Pode parecer surreal, mas a cena que passo a descrever aconteceu de fato. Era a primeira vez que eu visitava Berlim. O muro havia caído fazia pouco mais de duas décadas.
Encontrava-me na praça de alimentação de uma loja de departamentos, situada na Alexander Platz, bem no centro de Berlim Oriental, antiga capital da República Democrática da Alemanha (DDR), a chamada “Alemanha comunista”. Precisei ir ao toalete e, lá chegando, deparei-me com um quadro inusitado. Todas as cabines estavam livres, mas havia uma enorme fila de senhoras, em óbvio estado de necessidade, assim como eu. Aguardavam, estoicas, algum tipo de autorização, não sabia dizer de quem ou de onde, para avançar.
Como ninguém se mexia e eu estava, mesmo, “apertada”, tomei a iniciativa de adentrar uma das cabines, percebendo que minha atitude gerara um espanto geral entre minhas parceiras no desconforto.
Retornando à mesa, comentei o ocorrido com meu marido, que já havia vivido na Alemanha. Ele, então, explicou-me: “Você está em Berlim Oriental. Não reparou no estilo ‘cafona’ de roupas dessas senhoras? São todas, como dizem por aqui, “osti”, isto é nasceram e viveram na antiga DDR”. E arrematou: “Estavam simplesmente esperando a zeladora do toalete retornar para receberem a orientação quanto à cabine a ser ocupada”.
Naquele momento a minha ficha caiu. Percebi que o muro de concreto já havia se esfarelado, mas ainda existia um muro invisível, incrustrado nas almas das pessoas. Pessoas que nasceram sob o totalitarismo nazista e, depois, viveram sob o totalitarismo stalinista só poderiam ser comportar, como bem compreendeu Herbert Marcuse, regidas pelos signos da “eficiência, da ordem, da correta execução”.
Esse senso de obediência acrítica, talvez, deite suas origens em tempos mais remotos e seja mais amplo do que se possa imaginar. Do contrário, o “Alternativa para a Alemanha”, partido populista de extrema-direita em ascensão, não estaria presente, como já está, em todos os parlamentos regionais, ainda que sua fortaleza se encontre nos territórios da antiga DDR.
Rosa Luxemburgo achava impossível que uma revolução pudesse acontecer na Alemanha como um todo, enquanto os operários fizessem passeatas limitadas às calçadas, para não atrapalhar o trânsito, Ignácio de Loyola Brandão, quando morou no lado ocidental de Berlim, ainda dividida pelo muro, registrou a esdrúxula cena de um “punk”, em plena madrugada, aguardar, quase que em posição de sentido, o semáforo de pedestres irradiar a luz verde para que pudesse atravessar a rua.
Voltando à loja de departamentos da Alexander Platz.

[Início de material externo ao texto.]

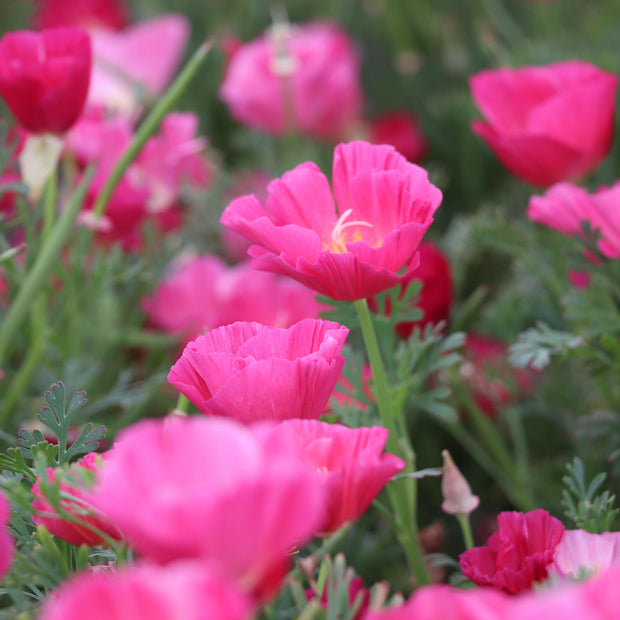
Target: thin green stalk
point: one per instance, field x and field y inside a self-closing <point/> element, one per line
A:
<point x="150" y="125"/>
<point x="38" y="340"/>
<point x="468" y="538"/>
<point x="402" y="492"/>
<point x="41" y="269"/>
<point x="49" y="206"/>
<point x="182" y="404"/>
<point x="513" y="492"/>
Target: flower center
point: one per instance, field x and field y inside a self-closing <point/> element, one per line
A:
<point x="338" y="239"/>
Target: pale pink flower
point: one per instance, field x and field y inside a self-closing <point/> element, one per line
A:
<point x="350" y="463"/>
<point x="185" y="590"/>
<point x="385" y="205"/>
<point x="7" y="545"/>
<point x="580" y="551"/>
<point x="203" y="293"/>
<point x="151" y="187"/>
<point x="140" y="60"/>
<point x="565" y="208"/>
<point x="297" y="78"/>
<point x="596" y="599"/>
<point x="211" y="489"/>
<point x="252" y="372"/>
<point x="547" y="124"/>
<point x="457" y="495"/>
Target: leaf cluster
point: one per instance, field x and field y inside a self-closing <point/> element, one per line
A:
<point x="590" y="512"/>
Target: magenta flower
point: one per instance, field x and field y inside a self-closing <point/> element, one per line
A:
<point x="203" y="293"/>
<point x="83" y="14"/>
<point x="351" y="464"/>
<point x="385" y="205"/>
<point x="213" y="490"/>
<point x="547" y="124"/>
<point x="517" y="555"/>
<point x="74" y="484"/>
<point x="565" y="208"/>
<point x="151" y="187"/>
<point x="187" y="590"/>
<point x="7" y="546"/>
<point x="298" y="78"/>
<point x="252" y="372"/>
<point x="44" y="77"/>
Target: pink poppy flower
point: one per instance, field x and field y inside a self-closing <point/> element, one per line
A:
<point x="565" y="208"/>
<point x="87" y="14"/>
<point x="298" y="78"/>
<point x="547" y="124"/>
<point x="402" y="130"/>
<point x="351" y="464"/>
<point x="187" y="590"/>
<point x="203" y="293"/>
<point x="78" y="482"/>
<point x="238" y="497"/>
<point x="44" y="77"/>
<point x="252" y="372"/>
<point x="580" y="551"/>
<point x="440" y="602"/>
<point x="151" y="187"/>
<point x="385" y="205"/>
<point x="595" y="599"/>
<point x="7" y="546"/>
<point x="140" y="60"/>
<point x="517" y="555"/>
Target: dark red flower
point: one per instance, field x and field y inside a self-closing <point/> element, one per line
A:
<point x="44" y="77"/>
<point x="517" y="555"/>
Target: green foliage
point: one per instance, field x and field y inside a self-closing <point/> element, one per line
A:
<point x="59" y="419"/>
<point x="421" y="357"/>
<point x="590" y="512"/>
<point x="536" y="345"/>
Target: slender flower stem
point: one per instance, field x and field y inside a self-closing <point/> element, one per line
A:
<point x="38" y="275"/>
<point x="403" y="492"/>
<point x="150" y="125"/>
<point x="182" y="404"/>
<point x="468" y="538"/>
<point x="49" y="205"/>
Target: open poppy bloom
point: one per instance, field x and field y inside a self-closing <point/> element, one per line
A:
<point x="385" y="205"/>
<point x="44" y="77"/>
<point x="547" y="124"/>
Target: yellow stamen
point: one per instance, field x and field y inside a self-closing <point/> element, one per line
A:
<point x="338" y="240"/>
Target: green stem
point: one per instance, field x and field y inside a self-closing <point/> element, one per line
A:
<point x="38" y="340"/>
<point x="49" y="206"/>
<point x="402" y="492"/>
<point x="182" y="404"/>
<point x="468" y="538"/>
<point x="41" y="269"/>
<point x="150" y="125"/>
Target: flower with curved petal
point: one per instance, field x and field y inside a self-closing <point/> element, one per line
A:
<point x="385" y="205"/>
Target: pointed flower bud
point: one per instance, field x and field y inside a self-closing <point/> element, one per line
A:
<point x="458" y="498"/>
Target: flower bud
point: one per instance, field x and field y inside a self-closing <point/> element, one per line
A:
<point x="458" y="498"/>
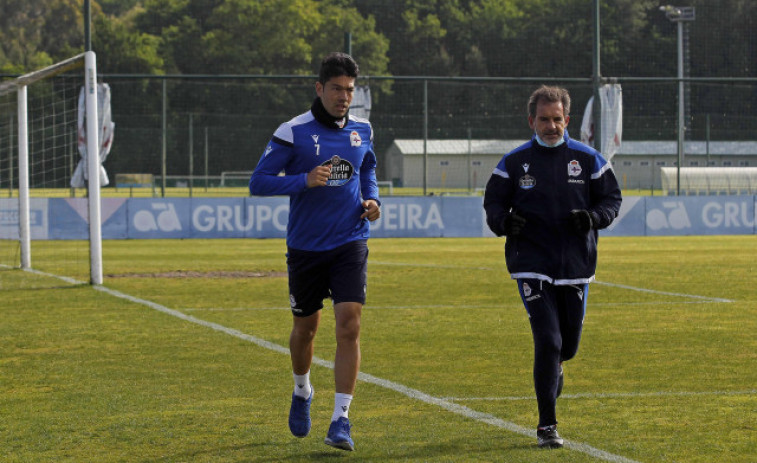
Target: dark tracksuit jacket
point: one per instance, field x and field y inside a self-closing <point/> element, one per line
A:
<point x="543" y="185"/>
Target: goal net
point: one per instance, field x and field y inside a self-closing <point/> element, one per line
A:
<point x="38" y="155"/>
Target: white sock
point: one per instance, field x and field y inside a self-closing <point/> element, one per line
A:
<point x="302" y="385"/>
<point x="341" y="405"/>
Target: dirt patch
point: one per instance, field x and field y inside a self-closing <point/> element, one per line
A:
<point x="194" y="274"/>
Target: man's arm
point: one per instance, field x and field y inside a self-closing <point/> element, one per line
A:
<point x="368" y="184"/>
<point x="497" y="203"/>
<point x="266" y="181"/>
<point x="605" y="196"/>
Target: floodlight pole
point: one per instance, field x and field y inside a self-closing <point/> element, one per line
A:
<point x="680" y="15"/>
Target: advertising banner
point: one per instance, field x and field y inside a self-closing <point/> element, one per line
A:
<point x="401" y="217"/>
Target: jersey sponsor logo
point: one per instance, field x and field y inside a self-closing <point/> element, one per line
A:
<point x="574" y="168"/>
<point x="317" y="146"/>
<point x="355" y="139"/>
<point x="527" y="182"/>
<point x="341" y="171"/>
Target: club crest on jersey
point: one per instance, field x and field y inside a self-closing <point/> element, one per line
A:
<point x="341" y="171"/>
<point x="574" y="168"/>
<point x="355" y="139"/>
<point x="526" y="182"/>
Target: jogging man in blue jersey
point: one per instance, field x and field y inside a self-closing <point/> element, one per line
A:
<point x="549" y="197"/>
<point x="329" y="172"/>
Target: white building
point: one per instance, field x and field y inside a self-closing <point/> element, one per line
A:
<point x="468" y="164"/>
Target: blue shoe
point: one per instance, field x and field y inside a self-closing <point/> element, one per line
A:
<point x="339" y="435"/>
<point x="299" y="415"/>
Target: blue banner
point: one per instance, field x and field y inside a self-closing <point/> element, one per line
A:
<point x="404" y="217"/>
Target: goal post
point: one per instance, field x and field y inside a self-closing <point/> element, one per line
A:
<point x="20" y="86"/>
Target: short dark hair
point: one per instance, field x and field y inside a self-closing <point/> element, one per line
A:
<point x="337" y="64"/>
<point x="551" y="95"/>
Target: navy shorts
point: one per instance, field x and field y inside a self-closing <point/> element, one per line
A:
<point x="339" y="273"/>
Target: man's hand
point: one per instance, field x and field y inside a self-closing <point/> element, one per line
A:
<point x="318" y="176"/>
<point x="372" y="210"/>
<point x="513" y="224"/>
<point x="581" y="220"/>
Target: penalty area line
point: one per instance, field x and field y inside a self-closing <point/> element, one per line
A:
<point x="365" y="377"/>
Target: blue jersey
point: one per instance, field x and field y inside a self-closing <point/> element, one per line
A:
<point x="320" y="218"/>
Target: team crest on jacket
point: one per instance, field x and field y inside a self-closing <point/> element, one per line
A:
<point x="574" y="168"/>
<point x="355" y="139"/>
<point x="341" y="171"/>
<point x="527" y="182"/>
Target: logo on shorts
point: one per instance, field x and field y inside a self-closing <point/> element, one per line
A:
<point x="293" y="304"/>
<point x="526" y="289"/>
<point x="341" y="171"/>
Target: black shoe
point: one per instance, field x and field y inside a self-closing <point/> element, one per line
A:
<point x="548" y="437"/>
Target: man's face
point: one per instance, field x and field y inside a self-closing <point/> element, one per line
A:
<point x="336" y="94"/>
<point x="550" y="121"/>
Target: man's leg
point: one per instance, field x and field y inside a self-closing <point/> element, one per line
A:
<point x="347" y="359"/>
<point x="572" y="311"/>
<point x="301" y="342"/>
<point x="538" y="298"/>
<point x="301" y="352"/>
<point x="346" y="367"/>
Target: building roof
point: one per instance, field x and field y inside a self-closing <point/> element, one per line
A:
<point x="640" y="148"/>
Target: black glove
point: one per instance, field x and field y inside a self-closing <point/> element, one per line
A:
<point x="582" y="220"/>
<point x="513" y="224"/>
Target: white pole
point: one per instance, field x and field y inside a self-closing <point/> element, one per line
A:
<point x="93" y="167"/>
<point x="23" y="180"/>
<point x="680" y="107"/>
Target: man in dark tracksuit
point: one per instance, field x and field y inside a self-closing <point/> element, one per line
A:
<point x="549" y="197"/>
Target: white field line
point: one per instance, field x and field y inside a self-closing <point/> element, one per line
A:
<point x="365" y="377"/>
<point x="609" y="395"/>
<point x="616" y="285"/>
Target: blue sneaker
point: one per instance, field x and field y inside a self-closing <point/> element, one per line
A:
<point x="299" y="415"/>
<point x="339" y="435"/>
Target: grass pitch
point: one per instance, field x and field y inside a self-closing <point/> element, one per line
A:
<point x="181" y="356"/>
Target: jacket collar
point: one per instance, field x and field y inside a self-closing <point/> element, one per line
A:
<point x="322" y="116"/>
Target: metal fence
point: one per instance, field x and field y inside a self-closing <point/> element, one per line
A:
<point x="202" y="128"/>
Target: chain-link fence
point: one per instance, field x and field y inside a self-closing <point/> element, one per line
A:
<point x="197" y="131"/>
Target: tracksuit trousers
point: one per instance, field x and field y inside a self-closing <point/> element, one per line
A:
<point x="556" y="314"/>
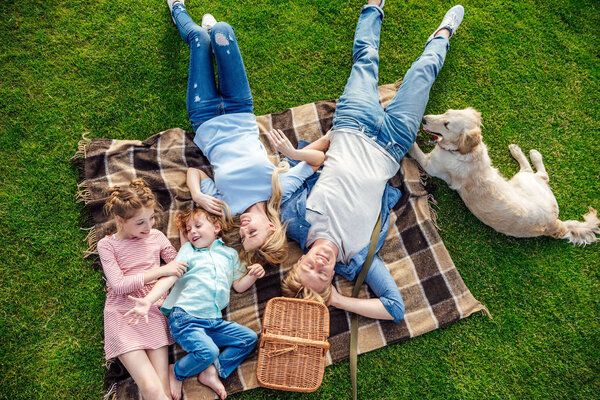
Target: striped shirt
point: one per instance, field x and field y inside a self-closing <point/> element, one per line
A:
<point x="124" y="263"/>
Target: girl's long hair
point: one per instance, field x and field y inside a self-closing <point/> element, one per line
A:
<point x="274" y="250"/>
<point x="125" y="201"/>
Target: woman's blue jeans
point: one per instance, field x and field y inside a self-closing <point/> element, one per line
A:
<point x="204" y="99"/>
<point x="395" y="127"/>
<point x="209" y="341"/>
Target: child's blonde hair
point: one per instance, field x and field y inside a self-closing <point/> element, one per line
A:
<point x="274" y="250"/>
<point x="291" y="287"/>
<point x="125" y="201"/>
<point x="184" y="216"/>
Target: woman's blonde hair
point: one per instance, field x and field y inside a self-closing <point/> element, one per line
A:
<point x="291" y="287"/>
<point x="274" y="250"/>
<point x="125" y="201"/>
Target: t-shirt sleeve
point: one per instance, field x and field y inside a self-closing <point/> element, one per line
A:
<point x="293" y="178"/>
<point x="119" y="283"/>
<point x="183" y="254"/>
<point x="383" y="285"/>
<point x="208" y="187"/>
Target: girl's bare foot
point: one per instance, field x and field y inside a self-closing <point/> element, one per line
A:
<point x="174" y="384"/>
<point x="210" y="378"/>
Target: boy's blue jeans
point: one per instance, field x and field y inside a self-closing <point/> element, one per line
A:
<point x="395" y="128"/>
<point x="204" y="99"/>
<point x="202" y="339"/>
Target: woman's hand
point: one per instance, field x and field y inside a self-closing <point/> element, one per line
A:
<point x="174" y="268"/>
<point x="141" y="309"/>
<point x="209" y="203"/>
<point x="256" y="270"/>
<point x="281" y="143"/>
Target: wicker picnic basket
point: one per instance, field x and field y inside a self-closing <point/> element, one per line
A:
<point x="293" y="345"/>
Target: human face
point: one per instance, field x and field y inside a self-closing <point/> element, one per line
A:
<point x="316" y="268"/>
<point x="138" y="226"/>
<point x="254" y="230"/>
<point x="201" y="232"/>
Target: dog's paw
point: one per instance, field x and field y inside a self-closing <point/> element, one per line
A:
<point x="515" y="151"/>
<point x="535" y="156"/>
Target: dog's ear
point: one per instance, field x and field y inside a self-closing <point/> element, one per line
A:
<point x="468" y="141"/>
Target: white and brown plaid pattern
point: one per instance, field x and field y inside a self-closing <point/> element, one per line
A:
<point x="434" y="293"/>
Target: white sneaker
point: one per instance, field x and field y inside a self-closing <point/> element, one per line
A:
<point x="451" y="21"/>
<point x="208" y="21"/>
<point x="170" y="3"/>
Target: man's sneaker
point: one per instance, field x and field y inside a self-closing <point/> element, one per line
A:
<point x="171" y="3"/>
<point x="208" y="21"/>
<point x="451" y="21"/>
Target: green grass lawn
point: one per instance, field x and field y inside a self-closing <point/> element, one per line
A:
<point x="119" y="70"/>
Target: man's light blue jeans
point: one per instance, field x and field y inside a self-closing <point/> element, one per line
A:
<point x="204" y="99"/>
<point x="395" y="127"/>
<point x="202" y="339"/>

Dali saímos rumo à Postdamer Platz, onde ainda há uma parte do muro, passando pela Leipziger Strasse, rua que as gerações mais jovens devem conhecer como cenário de uma das peripécias de Jason Bourne, interpretado por Matt Damon, quando, na película, estava em “Moscou”. No meio do caminho meu marido me mostra o local onde, em 1953, milhares de “ostis”, revoltados contra o arrocho salarial, desafiaram tanques soviéticos com pedradas.
E, em seguida, passando-me o celular, mostra-me o poema que um então morador de Berlim Oriental, Bertolt Brecht, ainda comunista, mas desencantado, fez para marcar seu protesto contra a supressão das liberdades, naquela ocasião:
“Depois da revolta do dia 17 de junho/o secretário da Liga de Escritores/Determinou que fossem distribuídos panfletos na Avenida Stalin/Nos quais se podia ler/Que o povo, por sua falta, havia perdido a confiança do governo/E que só poderia reconquistá-la se passasse a trabalhar em dobro/Não teria sido mais fácil para o governo/Dissolver o povo e escolher um outro?”